A fare imbestialire i renziani è il fatto che il ministro Orlando abbia pronunciato quelle parole durante un'iniziativa promossa dalla corrente di sinistra di Gianni Cuperlo alla quale però partecipavano anche il reggente Maurizio Martina, il ministro Carlo Calenda, il capogruppo uscente Luigi Zanda: tutti gli esponenti di quel corpaccione Dem che dovrebbe pilotare il partito fuori dal renzismo senza eccessivi strappi. Ma che non ha reagito, ieri, davanti all'attacco frontale contro l'ex segretario.
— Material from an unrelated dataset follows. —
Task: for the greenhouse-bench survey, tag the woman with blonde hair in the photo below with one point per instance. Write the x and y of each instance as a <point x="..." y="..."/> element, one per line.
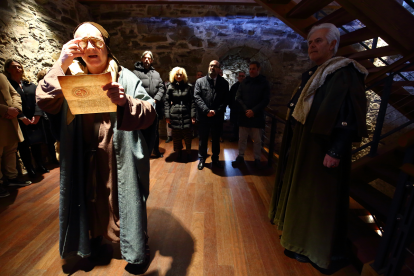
<point x="30" y="120"/>
<point x="104" y="179"/>
<point x="180" y="110"/>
A mettere in allarme le truppe ancora fedeli a Renzi, però, è anche il coro di «no all'Aventino» che da quella sede, e con in testa proprio Martina, è partito. Il «pericolo», spiega il reggente Pd, è un eventuale governo Lega-Cinque Stelle. Quindi: «guai a stare sull'Aventino», il Pd «non si tirerà fuori dal confronto e non starà ad aspettare che siano gli altri a fare le loro mosse: contrattaccheremo, proporremo, non staremo a guardare». Il renziano Dario Parrini ricorda però che la posizione presa «all'unanimità» in direzione «non lascia dubbi sulla nostra collocazione all'opposizione», e invita il Pd ad «uscire dall'ossessione di dover dire cosa farà nelle prossime 48 ore». Di trattative reali sul governo si parlerà tra settimane, dunque perché mettere già le mani avanti mentre tutti gli altri stanno fermi?, si chiedono dalle parti di Renzi. Certo, se si arrivasse ad un appello alla «responsabilità» di tutti i partiti, «ma proprio tutte, nessuno escluso», si precisa, il Pd dovrà porsi il problema.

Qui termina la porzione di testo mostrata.